A study release Wednesday by the University of Michigan shows that, on average, children age 3-12 spent 4 to 6 hours more per week with their parents in 1997 than they did 20 years ago, in 1981. They gained some 6 hours with their mothers and some 4 hours with their fathers. This held true whether both parents worked or not. Children spent an average of 23 hours per week with their fathers and 27 hours a week with their mothers. News reports touted the results of the study as a counterweight to other recent reports that paint a rather bleak picture of day care in America. One study found a correlation between too many hours in day care and bullying behavior in children. Another study warned that staff turnover in day care centers is high, and replacement staffers tend to be less skilled than their predecessors are. However, the very children who are most likely to suffer the adverse effects of day care-the children of single mothers-did not see any increase in time with their parents. Moreover, the study noted that at least some of the increased time with parents is spent in the car on the way to and from the numerous scheduled activities in which children participate these days. Nevertheless, the news is good, particularly for the children of married parents.

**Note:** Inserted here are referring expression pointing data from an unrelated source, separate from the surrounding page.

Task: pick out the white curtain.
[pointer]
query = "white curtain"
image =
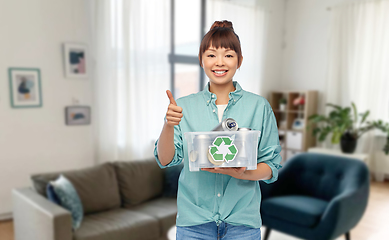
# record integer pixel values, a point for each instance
(359, 59)
(130, 49)
(249, 19)
(131, 46)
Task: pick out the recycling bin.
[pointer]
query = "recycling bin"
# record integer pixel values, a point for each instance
(222, 149)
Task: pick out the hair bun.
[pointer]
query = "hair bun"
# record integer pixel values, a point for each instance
(224, 23)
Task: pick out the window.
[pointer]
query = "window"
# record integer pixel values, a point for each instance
(187, 27)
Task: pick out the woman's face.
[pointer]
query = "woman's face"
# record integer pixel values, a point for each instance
(220, 64)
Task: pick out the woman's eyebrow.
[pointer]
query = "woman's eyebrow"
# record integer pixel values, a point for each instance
(227, 50)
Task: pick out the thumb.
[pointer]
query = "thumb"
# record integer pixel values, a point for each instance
(170, 96)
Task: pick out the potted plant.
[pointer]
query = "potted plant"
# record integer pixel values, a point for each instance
(282, 103)
(346, 126)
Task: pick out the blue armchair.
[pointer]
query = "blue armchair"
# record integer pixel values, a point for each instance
(317, 197)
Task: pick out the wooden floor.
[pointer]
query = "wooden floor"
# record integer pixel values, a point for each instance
(373, 225)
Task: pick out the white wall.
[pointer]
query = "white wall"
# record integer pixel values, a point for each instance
(273, 62)
(305, 56)
(37, 139)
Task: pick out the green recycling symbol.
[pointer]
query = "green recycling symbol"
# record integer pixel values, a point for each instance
(222, 149)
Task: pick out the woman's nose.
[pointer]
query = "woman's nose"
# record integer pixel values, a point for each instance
(219, 62)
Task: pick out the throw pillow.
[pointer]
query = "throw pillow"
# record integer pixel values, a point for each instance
(69, 199)
(171, 180)
(51, 194)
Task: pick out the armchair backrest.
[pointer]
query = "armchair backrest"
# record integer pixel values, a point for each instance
(321, 175)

Foster Care & Adoption Information Revolution
This summer, the U.S. Department of Health & Human Services will unveil a long-awaited database of foster care and adoption figures from 49 states, the District of Columbia and Puerto Rico. The foster care system, jointly funded with state and federal funds but run by the states, has long been notorious for the unreliability of its supporting data. State foster care systems, overwhelmed with the task of processing increasing caseloads, have of necessity kept the reporting of data to HHS as a low priority. As a result, federal records have long been plagued with missing or incomplete data from a majority of states and other jurisdictions. More importantly, foster children eligible for adoption have in many cases been forced to wait much longer than necessary to be permanently adopted. Recently, however, motivated by a combination of more stringent federal reporting requirements and increased funding for technical assistance, most states have vastly improved their databases. Although some observers remain somewhat skeptical about the accuracy and accountability of the data reported, most acknowledge that the new system represents a whole new era in the collection of information about foster care and adoption.